The Aircraft Warning Service Observation Tower in Agnew, Washington was built in 1941 as a spotting station for Aircraft Warning Service volunteers watching for intruding Japanese airplanes during World War II. The tower's original site was near Dungeness, but in 1992 the tower was moved to its present location.

==History==
The 35 ft wood-frame tower was built from donated materials behind the Fred and Jean Cook farmhouse, overlooking the Strait of Juan de Fuca. Jean Cook, as "chief observer," organized a team of 300 people to maintain a 24-hour watch. The site reported to the Port Angeles "filter center," which compiled observer reports for transmission on to the U.S. Army. The AWS program operated from 1941 to October 1943. Most towers were dismantled or neglected after the war. The Cook tower is the only remaining such facility in Clallam County, Washington. Owing to liability concerns, the tower was partially dismantled and moved to the property of Harriet U. Fish, who had served at the Seattle filter center. It was re-erected and repaired.

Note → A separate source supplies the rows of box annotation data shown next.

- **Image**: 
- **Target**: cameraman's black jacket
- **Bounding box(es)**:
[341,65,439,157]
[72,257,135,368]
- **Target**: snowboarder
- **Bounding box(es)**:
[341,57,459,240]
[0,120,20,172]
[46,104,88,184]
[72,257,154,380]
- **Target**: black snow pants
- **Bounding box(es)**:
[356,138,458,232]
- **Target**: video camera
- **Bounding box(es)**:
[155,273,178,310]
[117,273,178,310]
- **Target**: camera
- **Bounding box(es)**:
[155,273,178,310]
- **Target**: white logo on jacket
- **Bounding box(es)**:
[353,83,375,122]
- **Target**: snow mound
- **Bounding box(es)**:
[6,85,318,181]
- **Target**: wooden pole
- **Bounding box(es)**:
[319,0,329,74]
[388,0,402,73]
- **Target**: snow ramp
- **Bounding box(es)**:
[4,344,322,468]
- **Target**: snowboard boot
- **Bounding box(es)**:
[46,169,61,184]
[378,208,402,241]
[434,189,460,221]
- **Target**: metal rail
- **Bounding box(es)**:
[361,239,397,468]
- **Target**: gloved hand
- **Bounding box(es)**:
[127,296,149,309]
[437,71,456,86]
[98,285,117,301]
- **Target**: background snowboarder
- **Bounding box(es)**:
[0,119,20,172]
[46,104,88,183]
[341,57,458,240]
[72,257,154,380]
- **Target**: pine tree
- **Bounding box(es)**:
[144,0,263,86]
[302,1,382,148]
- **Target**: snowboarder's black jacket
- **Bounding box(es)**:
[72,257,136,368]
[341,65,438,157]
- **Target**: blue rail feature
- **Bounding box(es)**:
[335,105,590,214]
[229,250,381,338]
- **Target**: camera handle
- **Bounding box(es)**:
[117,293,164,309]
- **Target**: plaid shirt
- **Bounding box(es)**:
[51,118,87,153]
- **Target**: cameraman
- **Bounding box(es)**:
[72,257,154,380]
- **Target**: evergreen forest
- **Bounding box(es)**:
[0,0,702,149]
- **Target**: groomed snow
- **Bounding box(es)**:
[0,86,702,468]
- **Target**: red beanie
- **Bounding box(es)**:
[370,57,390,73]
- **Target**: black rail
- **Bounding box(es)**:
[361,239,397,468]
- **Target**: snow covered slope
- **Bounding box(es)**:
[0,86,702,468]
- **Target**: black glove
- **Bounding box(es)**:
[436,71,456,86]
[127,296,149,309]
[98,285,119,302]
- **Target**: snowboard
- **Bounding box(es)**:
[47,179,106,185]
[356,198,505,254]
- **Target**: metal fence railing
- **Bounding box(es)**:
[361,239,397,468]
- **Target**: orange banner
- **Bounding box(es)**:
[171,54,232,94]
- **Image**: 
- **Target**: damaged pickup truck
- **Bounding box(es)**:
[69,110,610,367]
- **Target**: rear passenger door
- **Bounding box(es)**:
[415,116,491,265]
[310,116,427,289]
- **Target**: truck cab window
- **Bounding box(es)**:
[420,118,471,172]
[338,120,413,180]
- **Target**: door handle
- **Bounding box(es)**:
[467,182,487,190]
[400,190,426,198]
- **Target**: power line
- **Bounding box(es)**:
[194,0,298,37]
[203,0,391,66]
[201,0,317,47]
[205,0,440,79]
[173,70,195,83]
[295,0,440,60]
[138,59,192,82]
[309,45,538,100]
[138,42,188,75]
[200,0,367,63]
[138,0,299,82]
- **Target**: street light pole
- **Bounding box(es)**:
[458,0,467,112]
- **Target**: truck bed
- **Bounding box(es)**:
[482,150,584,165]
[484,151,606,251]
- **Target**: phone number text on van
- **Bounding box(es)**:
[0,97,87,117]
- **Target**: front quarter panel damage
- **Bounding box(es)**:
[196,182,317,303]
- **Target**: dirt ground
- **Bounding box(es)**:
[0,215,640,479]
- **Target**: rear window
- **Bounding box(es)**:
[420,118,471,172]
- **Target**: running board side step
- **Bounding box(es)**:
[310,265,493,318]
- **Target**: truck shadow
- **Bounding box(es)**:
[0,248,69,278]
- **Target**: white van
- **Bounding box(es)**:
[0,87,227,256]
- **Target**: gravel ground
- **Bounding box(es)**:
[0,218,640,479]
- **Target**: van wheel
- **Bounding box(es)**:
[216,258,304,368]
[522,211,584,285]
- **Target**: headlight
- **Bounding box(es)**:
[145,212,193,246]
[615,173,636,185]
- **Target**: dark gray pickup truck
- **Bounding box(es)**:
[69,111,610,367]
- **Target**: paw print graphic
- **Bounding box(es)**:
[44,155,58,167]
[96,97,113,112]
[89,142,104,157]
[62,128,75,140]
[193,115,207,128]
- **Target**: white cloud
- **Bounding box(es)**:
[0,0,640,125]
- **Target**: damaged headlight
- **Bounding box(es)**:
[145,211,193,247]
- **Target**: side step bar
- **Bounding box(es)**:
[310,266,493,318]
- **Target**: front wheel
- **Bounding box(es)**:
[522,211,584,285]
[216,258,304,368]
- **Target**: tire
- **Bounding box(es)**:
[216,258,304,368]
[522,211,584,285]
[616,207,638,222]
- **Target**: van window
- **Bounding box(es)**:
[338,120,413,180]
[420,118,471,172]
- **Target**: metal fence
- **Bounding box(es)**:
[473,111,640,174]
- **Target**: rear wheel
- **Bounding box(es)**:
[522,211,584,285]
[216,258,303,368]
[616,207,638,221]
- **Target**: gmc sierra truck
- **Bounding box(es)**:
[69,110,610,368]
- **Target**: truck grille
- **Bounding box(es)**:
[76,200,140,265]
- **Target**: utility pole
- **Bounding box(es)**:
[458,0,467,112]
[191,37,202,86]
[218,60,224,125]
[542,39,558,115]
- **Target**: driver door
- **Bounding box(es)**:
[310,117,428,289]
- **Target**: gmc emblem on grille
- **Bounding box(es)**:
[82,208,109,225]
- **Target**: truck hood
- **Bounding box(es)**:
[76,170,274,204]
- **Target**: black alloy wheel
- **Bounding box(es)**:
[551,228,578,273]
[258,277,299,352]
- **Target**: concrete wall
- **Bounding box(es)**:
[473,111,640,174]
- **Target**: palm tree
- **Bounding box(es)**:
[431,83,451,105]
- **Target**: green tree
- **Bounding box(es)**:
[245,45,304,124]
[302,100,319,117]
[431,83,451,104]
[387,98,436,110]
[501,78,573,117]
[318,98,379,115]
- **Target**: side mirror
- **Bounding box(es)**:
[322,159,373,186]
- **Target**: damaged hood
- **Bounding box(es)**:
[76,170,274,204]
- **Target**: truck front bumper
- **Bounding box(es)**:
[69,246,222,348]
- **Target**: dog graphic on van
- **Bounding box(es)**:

The wood-frame tower's plan measures about 8 ft by 8.5 ft, with three stories, each a single room accessed by an exterior door from the outside stairway. Windows are provided at each level, with larger windows on the top level, surrounded by a balcony. The lower levels are covered in board-and-batten siding, with wide clapboards on the top level. The roof is a pitched gable structure with deep eaves.

The tower was placed on the National Register of Historic Places on April 29, 1993.